The performance of the considered CIs and CBs is questionable in small samples because the delta method was used for variance approximation. This suggests a direction for a future work on exact CIs and CBs that would assure the coverage probability equal, or close, to the nominal probability for all n₀ and n₁. A hint to the construction of an exact and possibly optimal CI is an observation that the CI (C₁, C₂) for the random variable of interest given by Equation (7) can be rewritten as

$$C_1{s}_1<{\widehat{\mu }}_1-{\widehat{\mu }}_0+s_{0}c<C_2{s}_1.$$

Since ${\widehat{\mu }}_1-{\widehat{\mu }}_0$, $s_0^2$ and $s_1^2$ are mutually independent with known distributions, there is a possibility to find C₁ < C₂ such that the probability of the above double inequality is at least λ and C₂ – C₁ = min. The construction of CIs and CBs for the binormal ROC curve is a practically urgent and theoretically challenging task.

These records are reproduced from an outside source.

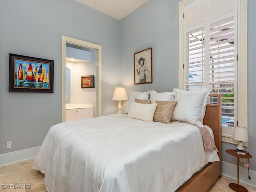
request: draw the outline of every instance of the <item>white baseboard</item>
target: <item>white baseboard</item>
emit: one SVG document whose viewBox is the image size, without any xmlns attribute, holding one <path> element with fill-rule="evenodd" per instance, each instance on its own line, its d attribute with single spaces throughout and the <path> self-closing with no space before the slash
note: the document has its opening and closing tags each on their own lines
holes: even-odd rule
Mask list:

Appendix. Derivation of the ellipse-envelope CB

Let

$$u=x-{\widehat{\gamma }}_0\left(c\right),v=y-{\widehat{\gamma }}_1\left(c\right)$$ (A1)

and

$$A_k={\left(\frac{1}{n_k}+\frac{{\widehat{\gamma }}_k^2\left(c\right)}{2(n_k-1)}\right)}^{-1},k=0,1.$$

After differentiating equation (14) with respect to c and setting the derivative to zero, we obtain the equation

$$\frac{2A_0}{{\sigma }_0}u-\frac{2A_0^2}{{\sigma }_0}{u}^2{\widehat{\gamma }}_0\left(c\right)+\frac{2A_1}{{\sigma }_1}v-\frac{2A_1^2}{{\sigma }_1}{v}^2{\widehat{\gamma }}_1\left(c\right)=0,$$

which, in combination with Equation (14), defines a couple of curves as functions of c.After some simplification, we come to a system of two equations for u and v:

$$\begin{array}{cc}\hfill A_0{u}^2+A_1{v}^2& =q_{\lambda ,2},\hfill \\ \hfill B_{0}u-D_0{u}^2+B_{1}v-D_1{v}^2& =0,\hfill \end{array}$$

where

$$B_k=\frac{A_k}{{\sigma }_k},D_k=\frac{{\widehat{\gamma }}_1\left(c\right)A_k^2}{{\sigma }_k(n_k-1)}.$$

After some algebra, one can find

$$\begin{array}{cc}\hfill v& =\eta ,\hfill \\ \hfill u& =\frac{(A_0{D}_1-D_0{A}_1){\eta }^2-A_0{B}_1\eta +D_0{q}_{\lambda ,2}}{B_0{A}_0},\hfill \end{array}$$

where η is a root of a fourth-order polynomial equation:

$$p_4{\eta }^4+p_3{\eta }^3+p_2{\eta }^2+p_1\eta +p_0=0$$

with coefficients defined as

$$\begin{array}{cc}\hfill p_4& =A_1^2{D}_0^2-2D_0{D}_1{A}_0{A}_1+A_0^2{D}_1^2,\hfill \\ \hfill p_3& =2D_0{A}_0{A}_1{B}_1-2A_0^2{D}_1{B}_1,\hfill \\ \hfill p_2& =A_0{A}_1{B}_2^2+2D_0{A}_1{D}_1{q}_{\lambda ,2}+B_1^2{A}_0^2-2D_0^2{A}_1{q}_{\lambda ,2},\hfill \\ \hfill p_1& =-2A_0{D}_0{B}_1{q}_{\lambda ,2},\hfill \\ \hfill p_0& =-B_0^2{A}_{0}q+D_0^2{q}_{\lambda ,2}^2.\hfill \end{array}$$

This polynomial has two real roots for each c that, from Equation (A1), determine a couple of curves x(c) and y(c) leading to the simultaneous lower and upper confidence bounds.